Elles viennent de fermer la porte, Arthur Miller avec elles, et je remonte au salon, un peu exténuée, vidée par le début de ces vacances de la Toussaint. J'avais dit OK pour les garder la première semaine mais à une condition : l'aide d'Arthur Miller jeudi pm et vendredi pm. Donc là c'est ma pause. Enfin.

J'arrive au salon et mon premier geste est d'allumer la chaine hifi pour décider du "bruit" que je veux entendre. Fini les "maman, E. m'a mal parlé", "maman, tu peux venir m'essuyer", "maman, il est où mon cahier ?", "mamaaaaaaan ?", etc. Ce sera du Bashung.

Je crois que ces 3 derniers jours j'ai un peu abusé de l'offre culturelle parisienne : atelier Niki de St Phalle au Grand Palais, atelier sur la mode des années 50 au Palais Galiera et atelier sur les Matières au Musée des Arts Décoratifs. Mais peut-être que dans ce magma de nouveaux mots, nouveaux univers, nouvelles découvertes y puiseront-elles pour plus tard ce que j'appelle le "fermeture Eclair de la vie" ?

Arf, je vous vois plisser les yeux derrière votre écran. Arf, j'avais pas prévu de vous parler de ça, moi, aujourd'hui. Voilà ce que c'est de lâcher les vannes. Trois jours et demi que tout est minuté avec les filles et à peine ont-elles le dos tourné que je me retrouve prise à mon propore piège : étonnée de là où je vais quand ce n'est pas plannnfié. Fin de la parenthèse. Je ne l'avais pas ouverte ? Mais si, mais si.

Bref, la "fermeture Eclair de la vie" c'est ce petit truc qui fait qu'on ne décroche pas de la vie, qu'on avance chaque jour, poussé par la curiosité, vers un demain confiant, prometteur. Avoir des passions, la curiosité de la découverte, l'espoir dans l'inconnu, bref, la gourmandise de la vie. Un peu comme ce qui m'a manqué. La "fermeture Eclair de la vie", certains l'ont et restent bien accrochés toute leur vie, d'autres ont leurs deux bandes de tissu serties de dents métalliques endommagées et décrochent un jour ou l'autre (ou sont tentés de décrocher régulièrement).

Sans transition.

Ce matin, au téléphone, un client "y a bien du bruit chez toi ?!". Serrer les dents. Sourire. Se déplacer dans son appartement pour épargner au client ce "bruit" de mes filles qui jouent dans leur chambre.

Travailler de chez soi et garder ses enfants pendant les vacances. Un casse-tête.

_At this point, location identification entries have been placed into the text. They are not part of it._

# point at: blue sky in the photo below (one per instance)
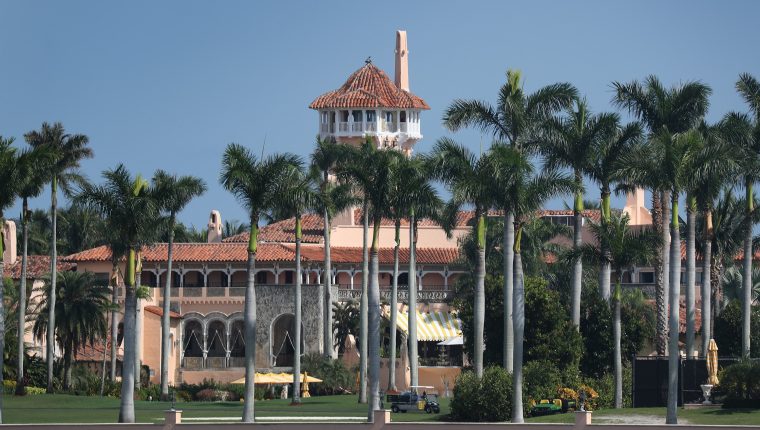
(169, 84)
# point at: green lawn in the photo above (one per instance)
(61, 408)
(694, 416)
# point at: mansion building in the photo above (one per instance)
(208, 279)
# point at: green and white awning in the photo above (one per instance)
(432, 326)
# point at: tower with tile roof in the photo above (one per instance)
(370, 105)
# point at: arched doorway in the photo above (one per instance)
(193, 348)
(282, 338)
(237, 344)
(217, 344)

Un casse-tête dont la fatigue nerveuse m'a fait penser un moment demander de l'aide à ma belle-mère pour les prochaines vacances. Par texto, ma demande ".... seriez-vous à Paris la 1ère semaine des vacances de Noël car nous souhaiterions éviter aux filles le centre de loisirs et si vous pouvez aller les chercher à un atelier vers midi et déjeuner avec elles ça me laisse 4h environ pour travailler" ? Réponse : "bla-bla, je ne sais je ne connais pas la date des vacances de Noël, bla-bla".

...

Je lui fais manger son calendrier des Postes ou je lui poste un calendrier ?

Bref, prenez soin de votre "fermeture Eclair de la vie", la route est longue.